Ab dem 13. Oktober 2025 beginnt die eigentliche Totalsperre. In den ersten Wochen erfolgen der Rückbau alter Installationen (Kalenderwochen 42–44) und gleichzeitig die Kabelverlegung auf der Hauptstrecke (KW 43–48). Anschliessend werden die Technikkabinen ausgerüstet und angeschlossen (KW 45–49). In der zweiten Hälfte der Sperrzeit rücken Beleuchtungssysteme und Massnahmen zur Kundenlenkung in den Fokus (KW 47–51). Gegen Ende der Totalsperre stehen schliesslich Prüfungen und Abnahmen (KW 50–51) an, damit die Strecke pünktlich zum 22. Dezember wieder in Betrieb gehen kann. Nach der Wiederinbetriebnahme erfolgen nur noch kleinere Nacharbeiten, die abschliessende Dokumentation sowie die Übergabe an den Betrieb.
Um den ambitionierten Zeitplan einzuhalten, setzt die InfraTech AG auf eine sorgfältige Ressourcenplanung. Mehrere Montageteams arbeiten parallel, unterstützt durch eine zentrale Materiallogistik. Geliefert wird an definierte Lagerplätze entlang der Strecke, von wo aus die Feinverteilung erfolgt. Der Zugang zu den Baustellen ist genau geregelt und nutzt abgestimmte Baukorridore, sodass Sicherheit und Effizienz gleichermassen gewährleistet sind.
Gerade in der Herbst- und Winterzeit können unvorhersehbare Wetterlagen zu Verzögerungen führen. Daher ist eine flexible Einsatzplanung entscheidend, ergänzt durch Wetterschutzmassnahmen für besonders empfindliche Arbeiten.
Welche Auswirkungen hat die kommende Totalsperrung der Zentralbahn zwischen Meiringen und Interlaken auf die Fahrgäste?
Für die Fahrgäste ist die Totalsperrung der Zentralbahn zwischen Meiringen und Interlaken spürbar. Züge werden in dieser Zeit durch Busse ersetzt, was zu längeren Reisezeiten und Umsteigeverbindungen führt. Die Zentralbahn stellt jedoch sicher, dass alle Verbindungen erhalten bleiben und Reisende frühzeitig über Änderungen informiert werden.

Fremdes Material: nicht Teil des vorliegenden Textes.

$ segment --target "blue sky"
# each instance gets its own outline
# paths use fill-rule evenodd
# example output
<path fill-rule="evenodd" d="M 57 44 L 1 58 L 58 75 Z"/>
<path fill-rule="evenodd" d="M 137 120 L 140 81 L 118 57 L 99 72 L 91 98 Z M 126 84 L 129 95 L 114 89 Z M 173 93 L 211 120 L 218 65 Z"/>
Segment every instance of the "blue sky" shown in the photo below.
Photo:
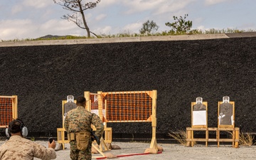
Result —
<path fill-rule="evenodd" d="M 83 0 L 94 1 L 95 0 Z M 85 11 L 90 29 L 97 34 L 139 33 L 147 20 L 169 31 L 173 16 L 193 21 L 193 29 L 256 31 L 255 0 L 101 0 Z M 46 35 L 87 36 L 85 30 L 60 18 L 71 14 L 53 0 L 1 0 L 0 41 Z"/>

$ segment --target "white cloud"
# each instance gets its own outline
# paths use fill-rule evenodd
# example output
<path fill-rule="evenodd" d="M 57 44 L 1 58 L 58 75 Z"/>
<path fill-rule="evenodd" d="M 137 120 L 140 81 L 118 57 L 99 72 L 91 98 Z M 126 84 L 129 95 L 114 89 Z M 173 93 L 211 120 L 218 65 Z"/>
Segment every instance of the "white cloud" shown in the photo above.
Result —
<path fill-rule="evenodd" d="M 46 8 L 48 6 L 54 4 L 53 1 L 41 1 L 41 0 L 24 0 L 22 3 L 25 6 L 33 7 L 35 9 Z"/>
<path fill-rule="evenodd" d="M 11 8 L 11 14 L 15 14 L 23 10 L 23 7 L 18 5 L 15 5 Z"/>
<path fill-rule="evenodd" d="M 1 23 L 0 30 L 0 39 L 1 40 L 26 38 L 24 37 L 28 38 L 30 33 L 33 33 L 32 31 L 34 30 L 33 22 L 29 19 L 6 20 L 0 21 L 0 23 Z"/>
<path fill-rule="evenodd" d="M 230 0 L 206 0 L 205 1 L 205 4 L 206 6 L 210 6 L 210 5 L 214 5 L 214 4 L 220 4 L 220 3 L 228 1 L 230 1 Z"/>
<path fill-rule="evenodd" d="M 97 21 L 100 21 L 102 19 L 104 19 L 106 16 L 107 16 L 106 14 L 100 14 L 100 15 L 96 16 L 95 19 Z"/>
<path fill-rule="evenodd" d="M 130 33 L 139 33 L 139 29 L 142 28 L 142 23 L 143 23 L 142 22 L 136 22 L 127 24 L 124 27 L 123 27 L 123 31 L 132 32 Z"/>

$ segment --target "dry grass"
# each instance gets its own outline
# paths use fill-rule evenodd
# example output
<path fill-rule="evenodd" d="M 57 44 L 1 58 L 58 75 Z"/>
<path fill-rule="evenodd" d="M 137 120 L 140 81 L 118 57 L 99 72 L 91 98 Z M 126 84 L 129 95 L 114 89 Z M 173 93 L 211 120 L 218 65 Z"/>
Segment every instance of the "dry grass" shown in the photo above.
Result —
<path fill-rule="evenodd" d="M 171 132 L 171 133 L 168 133 L 168 135 L 171 137 L 173 137 L 178 142 L 182 145 L 186 144 L 186 131 L 178 130 L 177 132 Z"/>
<path fill-rule="evenodd" d="M 239 144 L 241 146 L 252 146 L 255 136 L 250 133 L 240 133 L 239 136 Z"/>
<path fill-rule="evenodd" d="M 233 137 L 231 132 L 227 132 L 230 134 L 230 137 Z M 240 133 L 239 134 L 239 145 L 241 146 L 252 146 L 255 143 L 253 143 L 255 136 L 250 133 Z"/>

Auch wenn die Einschränkungen vorübergehend unbequem erscheinen, lohnt sich die Geduld. Nach der Sperre profitieren Fahrgäste von pünktlicheren Zügen, modernen Bahnhöfen und einer insgesamt stabileren Infrastruktur. Die langfristigen Verbesserungen überwiegen bei weitem die kurzfristigen Unannehmlichkeiten.
Ein Projekt für die Zukunft der Region
Die Totalsperrung der Zentralbahn zwischen Meiringen und Interlaken ist weit mehr als eine blosse Baumassnahme. Sie ist ein Zukunftsprojekt, das die Brienzerlinie grundlegend modernisiert und für die nächsten Jahrzehnte rüstet. Für die InfraTech AG bedeutet es die Chance, ihre Expertise im Bereich Elektro- und Kabelinstallationen unter Beweis zu stellen und einen entscheidenden Beitrag zur Leistungsfähigkeit der Bahn zu leisten.
Dank sorgfältiger Planung, enger Abstimmung mit allen Partnern und einem engagierten Team wird die Sperre zu einem Katalysator für Fortschritt und Innovation. Wenn am 22. Dezember 2025 wieder Züge zwischen Meiringen und Interlaken rollen, wird die Region nicht nur eine modernisierte Strecke, sondern ein klares Signal für die Zukunft des öffentlichen Verkehrs im Berner Oberland erhalten.